The Dataiku Frontrunner Awards have just launched to recognize your achievements! Submit Your Entry

Improve performance on new recipe modal dataset selector

Improve performance on new recipe modal dataset selector

0 Kudos

The performance of the new recipe modal currently seems to be tied to the number of datasets in a project. The slow method seems to be listDatasetsUsabilityInAndOut. The underlying slow function seems to be copyRecurse. In a small project with 386 datasets, it took more than 11 seconds to execute. In a medium project with 1,231 datasets, it took 65 seconds to execute. In a large project with 33,119 datasets, it runs for more than ten minutes before running out of memory.

I measured these times in Firefox 78.2.0 on Windows 1909 against Dataiku 7.0.2 on a Dell Precision 7520. I measured them by selecting two datasets and clicking the join recipe button in the right-side flyout. Performance doesn't seem to change much across any of the recipes- any time a recipe needs to populate the dataset selector, I have a similar experience.
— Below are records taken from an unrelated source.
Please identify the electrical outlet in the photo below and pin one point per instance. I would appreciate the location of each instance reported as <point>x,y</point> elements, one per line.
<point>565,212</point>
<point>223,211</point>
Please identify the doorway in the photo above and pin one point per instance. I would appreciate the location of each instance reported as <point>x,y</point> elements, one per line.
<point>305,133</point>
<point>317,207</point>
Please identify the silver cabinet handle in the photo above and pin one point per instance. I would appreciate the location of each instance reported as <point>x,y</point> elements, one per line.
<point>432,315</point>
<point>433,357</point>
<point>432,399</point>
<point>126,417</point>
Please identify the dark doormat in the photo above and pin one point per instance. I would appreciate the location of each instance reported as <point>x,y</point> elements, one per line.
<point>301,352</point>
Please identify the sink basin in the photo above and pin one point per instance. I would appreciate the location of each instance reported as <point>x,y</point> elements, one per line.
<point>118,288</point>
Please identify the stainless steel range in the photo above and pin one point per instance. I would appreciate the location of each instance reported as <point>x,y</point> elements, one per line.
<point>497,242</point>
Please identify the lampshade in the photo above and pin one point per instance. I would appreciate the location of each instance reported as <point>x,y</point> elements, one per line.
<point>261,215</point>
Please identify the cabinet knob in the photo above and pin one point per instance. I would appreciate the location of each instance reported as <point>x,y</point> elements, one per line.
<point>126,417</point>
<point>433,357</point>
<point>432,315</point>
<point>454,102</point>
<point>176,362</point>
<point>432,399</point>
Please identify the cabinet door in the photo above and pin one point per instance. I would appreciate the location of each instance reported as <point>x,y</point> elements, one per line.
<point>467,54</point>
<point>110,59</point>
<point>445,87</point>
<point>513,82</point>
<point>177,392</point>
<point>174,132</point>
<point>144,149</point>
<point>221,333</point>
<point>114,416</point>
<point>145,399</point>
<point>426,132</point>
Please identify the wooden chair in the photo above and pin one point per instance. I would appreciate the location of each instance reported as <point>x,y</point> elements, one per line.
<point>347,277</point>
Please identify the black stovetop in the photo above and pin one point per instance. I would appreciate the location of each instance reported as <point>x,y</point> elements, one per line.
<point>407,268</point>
I also have this issue the first time I load a flow.

Since a huge part of my workflow is creating new recipes, it would be great if the performance could be improved, and also if the results could be cached somehow and updated incrementally so that the full load only happens once. Even waiting just a few seconds each time I want to create a recipe breaks my mental flow, and on medium sized projects, I usually end up waiting so long that I lose track of what I was doing or get distracted before the load completes. For large projects, it's much better to initialize recipes through the API then navigate directly to the recipe's route than to wait for the modal to finish loading. On large projects where it doesn't run out of memory, I've waited more than 30 minutes before for a modal page to finish loading.
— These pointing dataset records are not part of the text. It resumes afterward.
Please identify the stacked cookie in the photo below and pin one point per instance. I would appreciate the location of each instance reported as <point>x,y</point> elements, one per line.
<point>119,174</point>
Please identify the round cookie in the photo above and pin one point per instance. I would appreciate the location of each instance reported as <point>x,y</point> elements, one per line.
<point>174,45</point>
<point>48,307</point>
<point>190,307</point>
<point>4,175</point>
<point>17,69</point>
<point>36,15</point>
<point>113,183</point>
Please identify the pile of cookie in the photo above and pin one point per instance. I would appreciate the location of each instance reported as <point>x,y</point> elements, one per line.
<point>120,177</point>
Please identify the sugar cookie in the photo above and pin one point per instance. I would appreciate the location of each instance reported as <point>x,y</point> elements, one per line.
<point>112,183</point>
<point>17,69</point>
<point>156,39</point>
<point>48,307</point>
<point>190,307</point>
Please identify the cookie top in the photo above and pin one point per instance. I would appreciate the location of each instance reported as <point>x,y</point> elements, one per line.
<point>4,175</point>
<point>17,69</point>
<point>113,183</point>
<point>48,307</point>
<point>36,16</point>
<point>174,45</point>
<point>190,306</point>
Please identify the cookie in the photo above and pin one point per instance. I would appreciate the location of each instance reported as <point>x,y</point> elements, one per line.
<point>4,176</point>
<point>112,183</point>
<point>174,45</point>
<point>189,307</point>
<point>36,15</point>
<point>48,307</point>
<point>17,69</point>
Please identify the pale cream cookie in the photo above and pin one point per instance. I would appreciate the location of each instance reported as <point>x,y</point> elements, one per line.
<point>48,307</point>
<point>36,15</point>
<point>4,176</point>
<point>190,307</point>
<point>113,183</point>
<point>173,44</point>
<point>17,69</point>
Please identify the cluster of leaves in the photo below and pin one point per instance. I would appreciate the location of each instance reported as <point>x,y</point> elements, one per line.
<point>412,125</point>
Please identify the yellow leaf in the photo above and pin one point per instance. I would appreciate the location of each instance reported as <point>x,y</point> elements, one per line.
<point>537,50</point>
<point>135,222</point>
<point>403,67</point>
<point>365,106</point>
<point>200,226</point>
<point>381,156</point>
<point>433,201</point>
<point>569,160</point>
In general, I don't need a list of every dataset on in this modal. I've usually already selected the datasets I want before I click the new recipe button, so 90% of the time, I won't click the dataset selector anyway, so ideally it won't need to be initialized with anything but the dataset I pre-selected. But in the rare cases when I do use the dataset selector to search for a dataset, it would be nice if it worked like a server-side autocomplete search box, loading only 10-20 results into the UI component at a time as I search (and even better, with some enhanced context functionality, like letting me hover over each search result to see a preview of where in the flow that dataset is created and the dataset's full name).
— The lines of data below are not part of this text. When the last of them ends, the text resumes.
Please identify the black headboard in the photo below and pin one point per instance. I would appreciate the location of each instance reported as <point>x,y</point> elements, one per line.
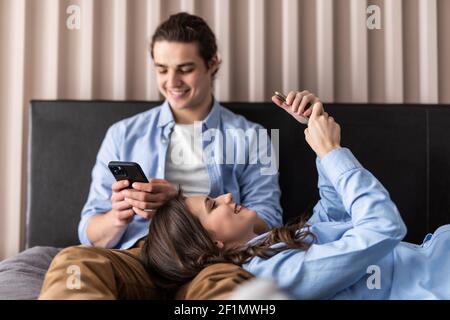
<point>407,147</point>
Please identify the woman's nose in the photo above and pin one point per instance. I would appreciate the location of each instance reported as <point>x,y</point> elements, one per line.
<point>225,198</point>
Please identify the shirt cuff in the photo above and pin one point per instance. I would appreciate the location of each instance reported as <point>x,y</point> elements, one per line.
<point>337,162</point>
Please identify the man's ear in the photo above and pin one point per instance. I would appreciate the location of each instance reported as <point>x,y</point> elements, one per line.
<point>214,64</point>
<point>219,244</point>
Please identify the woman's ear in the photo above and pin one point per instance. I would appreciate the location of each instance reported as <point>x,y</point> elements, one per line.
<point>219,244</point>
Another issue to consider is that dataset names usually overflow the result length of the dataset selector, so typically the results can't be distinguished anyway. While the left-right visual flow of this modal definitely keeps the input-output UX clear, it constrains the available space well below the amount needed to display useful information. Since the immediate next step after the recipe is created is to be routed to that recipe's view, maybe just taking me directly to that recipe's view where I can then define the output dataset (and make changes to the input datasets if needed) would speed up my flow the most. In any case, with the current UI, if for some reason I do need to use the dataset selector in the recipe creation modal, since the results overflow the space and can't be distinguished, I have to open another tab, find the specific dataset I want in the flow, and copy its exact name to paste back into the dataset selector.

I'd love to see a performance improvement on this! For most of my projects, a performance fix here would be the make the biggest contribution to overall project development speed.